Sayın başkan, değerli milletvekilleri, ülkemizin güzide
insanları ve değerli Edirneli hemşerilerim; Genel Kurul’u saygıyla
selamlıyorum.
Halkımızın düzgün beslenebilmesi; eşiyle, dostuyla, ailesiyle,
çocuklarıyla dışarıda keyifli vakit geçirebilmesi için mi? Hayır!
Peki iktidarınız ne için garantici? Biraz sayalım:
Halkımızın vergilerini kullandığınız projeleri yaptırdığınız
yandaşlar için garanticisiniz.
Paradan para kazanan eşiniz, dostunuz için garanticisiniz.
Siz, cebiniz için garanticisiniz, başka bir şey için değil!
Değerli Milletvekilleri;
İktidarın ne derece garantici olduğunu göstermek için bazı
veriler paylaşmak istiyorum. Çünkü veriler yalan söylemez.
Sayıştay’ın geçtiğimiz aylarda yayınladığı Genel Uygunluk
Bildirimi Raporu’nda hazine garantili borçlara ilişkin önemli veriler
vardı.
Değerli milletvekilleri; 2023 yılında kur farkı hariç verilen
garanti tutarı 96 milyar lira!
Peki 2023 yılı içinde sağlanan garantili borçların toplam tutarı ne
kadar biliyor musunuz? Tam 348 milyar lira.
Eee aradaki fark ne?
Söylüyorum; kur farkı!
İktidarın öngörüsüz politikaları yüzünden Türk lirası değer
kaybederken, döviz de değer kazandı. Sonucu, halkın cebinden çıkan
251 milyar lira!
Halkımızın ne denli soyulduğunu anlatmak istiyorum.

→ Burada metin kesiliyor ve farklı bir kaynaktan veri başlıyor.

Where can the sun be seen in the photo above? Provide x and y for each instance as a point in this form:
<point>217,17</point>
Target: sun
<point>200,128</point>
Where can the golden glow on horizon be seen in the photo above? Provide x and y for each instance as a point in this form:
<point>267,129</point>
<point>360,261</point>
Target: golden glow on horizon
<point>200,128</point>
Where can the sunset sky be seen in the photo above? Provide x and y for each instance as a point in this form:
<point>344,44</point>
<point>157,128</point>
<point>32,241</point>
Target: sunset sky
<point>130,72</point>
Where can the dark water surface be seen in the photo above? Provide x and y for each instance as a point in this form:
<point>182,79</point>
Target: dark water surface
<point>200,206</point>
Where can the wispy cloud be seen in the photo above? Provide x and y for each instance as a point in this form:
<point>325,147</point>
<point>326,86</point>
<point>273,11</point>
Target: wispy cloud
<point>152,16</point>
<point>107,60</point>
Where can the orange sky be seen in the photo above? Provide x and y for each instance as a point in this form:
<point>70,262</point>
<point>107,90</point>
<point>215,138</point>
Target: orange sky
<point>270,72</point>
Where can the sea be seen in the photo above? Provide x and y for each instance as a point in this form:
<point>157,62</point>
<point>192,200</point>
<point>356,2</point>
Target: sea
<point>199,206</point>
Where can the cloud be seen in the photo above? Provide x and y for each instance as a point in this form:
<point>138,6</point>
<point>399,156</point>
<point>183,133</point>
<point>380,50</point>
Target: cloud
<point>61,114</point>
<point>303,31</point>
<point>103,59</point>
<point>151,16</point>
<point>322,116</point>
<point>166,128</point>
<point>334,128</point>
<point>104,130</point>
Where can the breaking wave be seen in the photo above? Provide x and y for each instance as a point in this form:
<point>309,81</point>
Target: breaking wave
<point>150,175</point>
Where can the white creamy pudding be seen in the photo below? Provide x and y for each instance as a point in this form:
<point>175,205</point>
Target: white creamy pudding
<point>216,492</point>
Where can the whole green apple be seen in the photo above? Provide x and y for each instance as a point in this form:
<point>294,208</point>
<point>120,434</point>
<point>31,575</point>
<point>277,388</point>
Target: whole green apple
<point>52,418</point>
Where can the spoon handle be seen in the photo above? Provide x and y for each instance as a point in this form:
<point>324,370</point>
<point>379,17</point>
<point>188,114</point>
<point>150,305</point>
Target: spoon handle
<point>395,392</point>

2024 yılının yalnızca ilk 6 ayında, Yap-İşlet-Devret modeliyle
yapılan karayolu projeleri kapsamında tutmayan araç geçiş garantileri
yüzünden 36 milyar lira ödendi.
2025 bütçesinden yine aynı, yani Yap-İşlet-Devret modeliyle
yapılan ulaştırma ve sağlık projeleri için 202 milyar lira ayrıldı.
2017 yılından 2024 yılı sonuna kadar ballı müteahhitlere 187,5
milyar lira ödendi.
Aynı dönemde Avrasya Tüneli için 10 milyar lira, şehir
hastaneleri için de 186 milyar lira ödeme yapıldı.
2025 bütçesinin belki de en büyük kalemi, bu hazine ödemeleri.
İktidarın tek garanticiliği de bu değil!
Değerli Milletvekilleri;
Devletin iç ve dış borçları dolayısıyla 2025 yılındaki faiz yükü 2
trilyon liraya yaklaştı. Bu, 2024 yılına göre yüzde 50,3 artış demek.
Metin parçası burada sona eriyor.